Bidirectional communication for thin-film RFIDs

The Holst Centre, Imec and their partners in the EU FP7 project ORICLA have created what is said to be the world’s first RFID (radio frequency identification) circuit made in low-temperature thin-film technology that allows reader-talks-first communication.

The technology behind this prototype can provide RFID tags that are inexpensive and have enough performance to be used as intelligent item-level tags on the packaging of retail consumer goods. Such tags can be used to provide buyers with information on eg, price, characteristics or freshness, or to allow vendors to implement automated billing and inventory management.

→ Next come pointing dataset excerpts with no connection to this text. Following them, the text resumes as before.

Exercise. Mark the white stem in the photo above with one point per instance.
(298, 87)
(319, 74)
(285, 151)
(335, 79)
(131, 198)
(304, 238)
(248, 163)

Thin-film RFID chips are made on plastic foil, with organic or oxide thin-film semiconductors. Until now, RFID tags with such thin-film chips on plastic were based on a tag-talks-first principle: as soon as the RFID tag gets powered from the RF field of the reader, it transmits its code to the reader. But in retail applications, many tags will try to contact the reader at the same time, requiring an effective anticollision mechanism. Such a scheme is said to have never before been implemented; tag-talks-first RFID anticollision measures have been limited to about maximum four tags and come at the cost of a slow reading time.

Up-link decoder chip enabling bidirectional communication in RFID tags, realised using a hybrid organic/solution-processed metal-oxide technology.

“With this technology,” said Paul Heremans, Imec director of large-area electronics and coordinator of ORICLA, “we are, for the first time, able to realise a reader-talks-first low-temperature thin-film transistor (TFT) RFID circuit. When the RFID reader first powers and contacts the tag, it transmits a clock and identification data. The tag then uses this data and clock to determine when to send its code. This mechanism for the first time allows implementing a practical anticollision scheme for thin-film RFID tags.”

For this new RFID tag, a complementary hybrid organic-oxide technology was used, combining a 250°C solution-processed n-type metal-oxide TFT with typical charge carrier mobility of 2 cm²/Vs with a pentacene p-type TFT with mobility of up to 1 cm²/Vs. A high-k Al₂O₃ dielectric was used, which increases the transistors’ current drive.

The realisation of this technology is supported by the EU FP7 project ORICLA. The project partners are the project coordinator Imec (Belgium), the Holst Centre - TNO (The Netherlands), Evonik Industries AG (Germany) and PolyIC (Germany).